Version 2 (modified by cotto, 13 years ago)

add annotated body of a profile

Introduction

Callgrind's output format is very general because it's targeted by a number of different tools. This page describes Callgrind's output format as it pertains to PIR-level profiling for Parrot.

Terms

  • Process under test - This is the process of the program being profiled, i.e. a PIR program of some sort.
  • Profile - This refers to the output file containing profiling information for the process under test.

Format Description

The format consists of a header and a body. The header consists of several key value pairs which describe the purpose of the profile. KCachegrind ignores lines it doesn't know about. In the example below, this feature is used to add comments to an example profile. See the bottom of this page for information about how this example was generated.

Example

Example C Code

The following C code was used to generate a (nearly) trivial profile:

#include <stdio.h>
#include <valgrind/callgrind.h>

void func1();
void func2();
void func3();

int main() {
    CALLGRIND_START_INSTRUMENTATION;
    func1();
    func2();
    func3();
    CALLGRIND_STOP_INSTRUMENTATION;
}

void func1() {
    int i;
    for (i = 0; i < 1000000; i++);
}

void func2() {
    int i;
    for (i = 0; i < 1000000; i++);
    func1();
}

void func3() {
    int i;
    for (i = 0; i < 1000000; i++);
    func2();
    func1();
}

The program was compiled and profiled as follows:

gcc callgrind_test.c -g -o callgrind_test
valgrind --tool=callgrind --compress-strings=no --compress-pos=no --instr-atstart=no ./callgrind_test

Annotated Header from the Profile of above C Code

The above valgrind invocation produced a profile in callgrind.out.PID, where PID is the process ID of the process under test.

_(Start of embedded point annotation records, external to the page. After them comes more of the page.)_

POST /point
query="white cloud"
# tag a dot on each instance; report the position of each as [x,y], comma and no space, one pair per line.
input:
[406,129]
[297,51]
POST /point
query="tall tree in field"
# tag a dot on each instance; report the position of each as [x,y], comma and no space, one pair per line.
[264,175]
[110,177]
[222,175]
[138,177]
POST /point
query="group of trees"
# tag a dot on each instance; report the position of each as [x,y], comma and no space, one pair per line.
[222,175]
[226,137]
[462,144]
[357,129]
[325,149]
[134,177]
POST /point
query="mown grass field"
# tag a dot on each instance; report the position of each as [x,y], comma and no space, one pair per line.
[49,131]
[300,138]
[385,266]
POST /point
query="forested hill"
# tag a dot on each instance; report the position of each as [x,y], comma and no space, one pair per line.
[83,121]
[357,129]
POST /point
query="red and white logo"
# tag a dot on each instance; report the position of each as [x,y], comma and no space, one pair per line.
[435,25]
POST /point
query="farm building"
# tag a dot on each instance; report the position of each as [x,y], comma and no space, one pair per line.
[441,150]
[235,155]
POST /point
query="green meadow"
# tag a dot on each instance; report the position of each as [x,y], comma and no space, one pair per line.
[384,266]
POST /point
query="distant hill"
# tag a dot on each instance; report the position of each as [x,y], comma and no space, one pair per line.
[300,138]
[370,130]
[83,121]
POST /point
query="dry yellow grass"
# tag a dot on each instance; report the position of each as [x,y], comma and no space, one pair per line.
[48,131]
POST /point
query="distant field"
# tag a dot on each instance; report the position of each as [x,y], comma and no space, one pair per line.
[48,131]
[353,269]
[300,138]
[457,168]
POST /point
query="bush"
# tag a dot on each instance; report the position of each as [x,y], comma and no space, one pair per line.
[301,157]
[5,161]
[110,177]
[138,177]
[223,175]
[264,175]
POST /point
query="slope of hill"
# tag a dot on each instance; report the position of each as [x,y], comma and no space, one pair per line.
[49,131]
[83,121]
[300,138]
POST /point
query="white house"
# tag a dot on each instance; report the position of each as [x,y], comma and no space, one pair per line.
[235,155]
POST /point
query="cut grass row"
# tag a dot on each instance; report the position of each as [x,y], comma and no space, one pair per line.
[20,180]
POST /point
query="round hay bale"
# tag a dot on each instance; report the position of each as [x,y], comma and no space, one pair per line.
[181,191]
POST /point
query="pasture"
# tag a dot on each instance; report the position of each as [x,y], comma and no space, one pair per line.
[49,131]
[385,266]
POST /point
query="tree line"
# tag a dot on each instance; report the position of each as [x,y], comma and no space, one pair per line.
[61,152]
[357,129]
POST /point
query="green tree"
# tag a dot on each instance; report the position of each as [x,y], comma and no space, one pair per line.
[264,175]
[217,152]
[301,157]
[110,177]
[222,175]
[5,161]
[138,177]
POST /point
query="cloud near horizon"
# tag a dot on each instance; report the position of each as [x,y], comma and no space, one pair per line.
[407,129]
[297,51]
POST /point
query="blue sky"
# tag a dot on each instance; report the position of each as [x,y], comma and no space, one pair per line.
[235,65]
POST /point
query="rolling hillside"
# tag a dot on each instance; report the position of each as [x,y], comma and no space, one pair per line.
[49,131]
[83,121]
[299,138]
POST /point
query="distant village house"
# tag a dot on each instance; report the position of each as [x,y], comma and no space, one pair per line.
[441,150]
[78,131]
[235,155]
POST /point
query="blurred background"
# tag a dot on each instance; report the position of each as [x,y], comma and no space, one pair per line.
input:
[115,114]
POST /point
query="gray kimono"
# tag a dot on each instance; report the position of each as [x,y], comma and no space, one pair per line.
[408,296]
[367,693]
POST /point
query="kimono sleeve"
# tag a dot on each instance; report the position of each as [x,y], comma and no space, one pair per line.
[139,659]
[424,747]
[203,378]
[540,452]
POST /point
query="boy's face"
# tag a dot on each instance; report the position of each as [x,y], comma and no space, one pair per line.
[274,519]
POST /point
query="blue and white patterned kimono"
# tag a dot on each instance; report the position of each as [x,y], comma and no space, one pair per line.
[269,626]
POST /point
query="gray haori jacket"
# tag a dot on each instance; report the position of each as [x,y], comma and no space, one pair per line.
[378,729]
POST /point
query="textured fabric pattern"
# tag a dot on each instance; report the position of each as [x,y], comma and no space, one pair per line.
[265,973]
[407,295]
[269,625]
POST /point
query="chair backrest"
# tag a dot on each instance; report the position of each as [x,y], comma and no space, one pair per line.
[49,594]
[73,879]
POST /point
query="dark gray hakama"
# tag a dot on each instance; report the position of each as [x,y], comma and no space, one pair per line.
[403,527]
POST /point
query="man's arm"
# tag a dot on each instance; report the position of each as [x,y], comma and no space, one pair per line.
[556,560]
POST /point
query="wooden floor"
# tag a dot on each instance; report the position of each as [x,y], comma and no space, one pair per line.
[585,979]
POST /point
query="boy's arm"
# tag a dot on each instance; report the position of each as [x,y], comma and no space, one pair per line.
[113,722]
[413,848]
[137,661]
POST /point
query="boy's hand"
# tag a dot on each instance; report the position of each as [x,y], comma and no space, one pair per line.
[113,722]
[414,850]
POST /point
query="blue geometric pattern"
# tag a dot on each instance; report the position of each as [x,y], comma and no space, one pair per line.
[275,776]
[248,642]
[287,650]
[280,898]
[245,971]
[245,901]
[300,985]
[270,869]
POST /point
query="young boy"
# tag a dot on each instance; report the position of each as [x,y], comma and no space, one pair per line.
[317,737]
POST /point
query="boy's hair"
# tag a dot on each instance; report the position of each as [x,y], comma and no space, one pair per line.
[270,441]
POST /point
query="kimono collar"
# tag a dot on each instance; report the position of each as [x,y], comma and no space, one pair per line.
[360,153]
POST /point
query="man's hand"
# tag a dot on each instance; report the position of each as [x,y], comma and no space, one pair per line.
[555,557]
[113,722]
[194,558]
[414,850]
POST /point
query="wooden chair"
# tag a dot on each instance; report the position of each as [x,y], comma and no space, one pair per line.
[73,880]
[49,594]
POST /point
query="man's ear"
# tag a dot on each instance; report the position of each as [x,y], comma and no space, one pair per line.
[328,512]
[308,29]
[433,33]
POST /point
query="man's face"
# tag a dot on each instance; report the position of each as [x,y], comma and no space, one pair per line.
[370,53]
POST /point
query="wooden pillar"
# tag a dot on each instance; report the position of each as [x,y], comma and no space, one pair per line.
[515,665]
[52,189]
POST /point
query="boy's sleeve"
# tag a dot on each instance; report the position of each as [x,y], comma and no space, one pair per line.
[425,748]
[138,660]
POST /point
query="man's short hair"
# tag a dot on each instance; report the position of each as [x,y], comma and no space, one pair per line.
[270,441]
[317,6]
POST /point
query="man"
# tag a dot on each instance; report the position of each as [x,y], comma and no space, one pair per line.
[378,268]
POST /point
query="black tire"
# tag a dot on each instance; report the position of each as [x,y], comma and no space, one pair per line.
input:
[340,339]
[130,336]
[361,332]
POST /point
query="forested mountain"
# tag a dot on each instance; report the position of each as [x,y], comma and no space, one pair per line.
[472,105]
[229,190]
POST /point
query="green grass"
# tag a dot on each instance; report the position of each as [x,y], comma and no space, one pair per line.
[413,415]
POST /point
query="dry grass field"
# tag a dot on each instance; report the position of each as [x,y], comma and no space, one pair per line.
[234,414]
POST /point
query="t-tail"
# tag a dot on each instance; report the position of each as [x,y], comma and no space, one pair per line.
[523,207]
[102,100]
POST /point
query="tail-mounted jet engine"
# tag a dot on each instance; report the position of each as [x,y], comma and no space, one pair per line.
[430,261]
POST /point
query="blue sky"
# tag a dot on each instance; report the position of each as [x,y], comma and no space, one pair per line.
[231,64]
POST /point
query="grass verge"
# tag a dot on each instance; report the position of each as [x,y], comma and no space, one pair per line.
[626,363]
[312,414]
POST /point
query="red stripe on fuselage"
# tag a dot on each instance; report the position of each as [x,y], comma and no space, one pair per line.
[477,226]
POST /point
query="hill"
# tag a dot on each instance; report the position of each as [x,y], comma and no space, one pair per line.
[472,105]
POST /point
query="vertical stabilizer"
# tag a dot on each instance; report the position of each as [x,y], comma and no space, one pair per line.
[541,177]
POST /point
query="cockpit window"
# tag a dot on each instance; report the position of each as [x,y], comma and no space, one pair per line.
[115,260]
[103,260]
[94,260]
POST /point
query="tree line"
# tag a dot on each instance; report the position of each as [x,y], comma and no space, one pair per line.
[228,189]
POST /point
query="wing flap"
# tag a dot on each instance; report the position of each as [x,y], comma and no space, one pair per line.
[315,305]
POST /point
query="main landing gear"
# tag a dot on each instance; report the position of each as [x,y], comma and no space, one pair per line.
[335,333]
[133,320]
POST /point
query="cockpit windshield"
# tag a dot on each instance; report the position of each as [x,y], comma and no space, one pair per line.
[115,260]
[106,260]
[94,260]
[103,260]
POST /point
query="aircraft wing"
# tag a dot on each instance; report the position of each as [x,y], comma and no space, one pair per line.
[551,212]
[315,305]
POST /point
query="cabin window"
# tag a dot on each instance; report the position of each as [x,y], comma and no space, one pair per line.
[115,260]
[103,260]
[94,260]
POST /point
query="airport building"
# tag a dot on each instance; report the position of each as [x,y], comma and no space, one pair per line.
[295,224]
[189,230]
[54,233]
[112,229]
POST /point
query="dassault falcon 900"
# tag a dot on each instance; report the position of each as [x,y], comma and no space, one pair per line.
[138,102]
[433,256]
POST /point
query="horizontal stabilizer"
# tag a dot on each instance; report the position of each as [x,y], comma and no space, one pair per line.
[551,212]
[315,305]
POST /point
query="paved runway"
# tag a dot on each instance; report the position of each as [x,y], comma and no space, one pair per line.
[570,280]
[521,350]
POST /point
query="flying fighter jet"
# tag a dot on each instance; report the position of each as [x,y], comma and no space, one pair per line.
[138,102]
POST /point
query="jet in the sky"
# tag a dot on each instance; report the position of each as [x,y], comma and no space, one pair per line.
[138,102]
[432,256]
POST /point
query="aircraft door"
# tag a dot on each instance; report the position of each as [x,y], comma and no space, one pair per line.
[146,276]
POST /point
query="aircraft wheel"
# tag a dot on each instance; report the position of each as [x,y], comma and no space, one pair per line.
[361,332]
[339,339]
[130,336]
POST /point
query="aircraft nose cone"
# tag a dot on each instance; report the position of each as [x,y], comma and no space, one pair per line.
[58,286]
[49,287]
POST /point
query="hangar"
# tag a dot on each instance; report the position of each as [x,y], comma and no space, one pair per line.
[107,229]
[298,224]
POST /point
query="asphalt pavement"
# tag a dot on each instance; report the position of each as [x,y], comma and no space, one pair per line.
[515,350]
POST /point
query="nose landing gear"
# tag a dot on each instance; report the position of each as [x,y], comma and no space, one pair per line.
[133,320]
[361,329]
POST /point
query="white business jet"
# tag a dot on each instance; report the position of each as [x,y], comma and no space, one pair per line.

Below is the header of the profile, annotated with a description of the purpose of each line.

# version of the Callgrind format
version: 1

# what created this profile, informational only
creator: 3.4.1-Debian

# PID of the process under test
pid: 5751

# the full CLI invocation that started the process under test
cmd:  ./callgrind_test

# used when multiple dumps are produced, starts from 1 and increments
part: 1

# parameters used for the cache simulator; not relevant for function profiling
desc: I1 cache:
desc: D1 cache:
desc: L2 cache:

# not really sure
desc: Timerange: Basic block 0 - 7000029

# Why did the process under test stop?  (informational only)
desc: Trigger: Program termination

# (optional) what do positions mean?
# "line" - (default) positions are line numbers in a file
# "instr" - positions are offsets in a binary representing instructions
positions: line

# (required) event types logged by this file
# "Ir" - instruction read access
# "I1mr" - instruction L1 read cache miss
# "I2mr" - instruction L2 read cache miss
events: Ir

# (recommended) the total number of events covered by this profile
# This is intended to allow postprocessing tools to know the total cost in advance.
# "totals" appears at the end of the file and has the same value.
summary: 21000073

Annotated Body from the Profile of above C Code

# "ob" means object file, i.e. the ELF executable where the next set of costs occur
ob=/usr/src/parrot/parrot-svn-committable/callgrind_test
# source file responsible for the next set of costs
fl=/usr/src/parrot/parrot-svn-committable/callgrind_test.c
# name of the function responsible for the next set of costs is "func2"
fn=func2
# on line 21 of the current file, 6 cpu cycles passed
21 6
# on line 23, 6008 cpu cycles passed
23 6008
# on line 24 (before calling), 2 cpu cycles passed
24 2
# the function (in the same file) "func1" was called
cfn=func1
# 'func1' was called nonrecursively from "func2" 2 times during profiling.  Calling the function cost 16 cpu cycles.
calls=2 16
# on line 24, the function itself cost 6018 cpu cycles
24 6018
# on line 25, 4 cpu cycles passed 
25 4

# the next costs apply to the function "main"
fn=main
# on line 9 of the current file (callgrind_test.c), 3 cpu cycles passed
9 3
# on line 10, 1 cycle passed before...
10 1
# the function (in the same file) "func1" was called
cfn=func1
# the function was called 1 time; calling the function cost 16 cycles
calls=1 16
# the call happened on line 10 and cost 3009 cycles
10 3009
# on line 11, 1 cycle passed before...
11 1
# the function (in the same file) "func2" was called
cfn=func2
# the call happened once; calling the function cost 21 cycles
calls=1 21
# the call happened on line 11; the function cost 6019 cycles
11 6019
# on line 12, 1 cycle passed before...
12 1
# the function "func3" was called
cfn=func3
# it was called once and the call cost 27 cycles
calls=1 27
#on line 12 (the function call), 12039 cycles passed
12 12039

#now we're talking about "func1"
fn=func1
# on line 16 of this function, 12 cpu cycles passed over the course of the process
16 12
# on line 18, 12016 cycles passed
18 12016
# on line 19, 8 cycles passed
19 8
# now we're talking about "func3"
fn=func3
# on line 27, 3 cycles passed
27 3
# on line 29, 3004 cycles passed
29 3004
# on line 30, 1 cycle passed...
30 1
# "func2" was called
cfn=func2
# it was called once with the call costing 21 cycles
calls=1 21
# the function cost 6019 cycles
30 6019
# on line 31, 1 cycle passed...
31 1
# "func1" was called
cfn=func1
# it was called once and the call cost 16 cycles
calls=1 16
# the function was called on line 31 and cost 3009 cycles
31 3009
# etc
32 2

# 21073 cycles passed during the part of the process under test that was instrumented
totals: 21073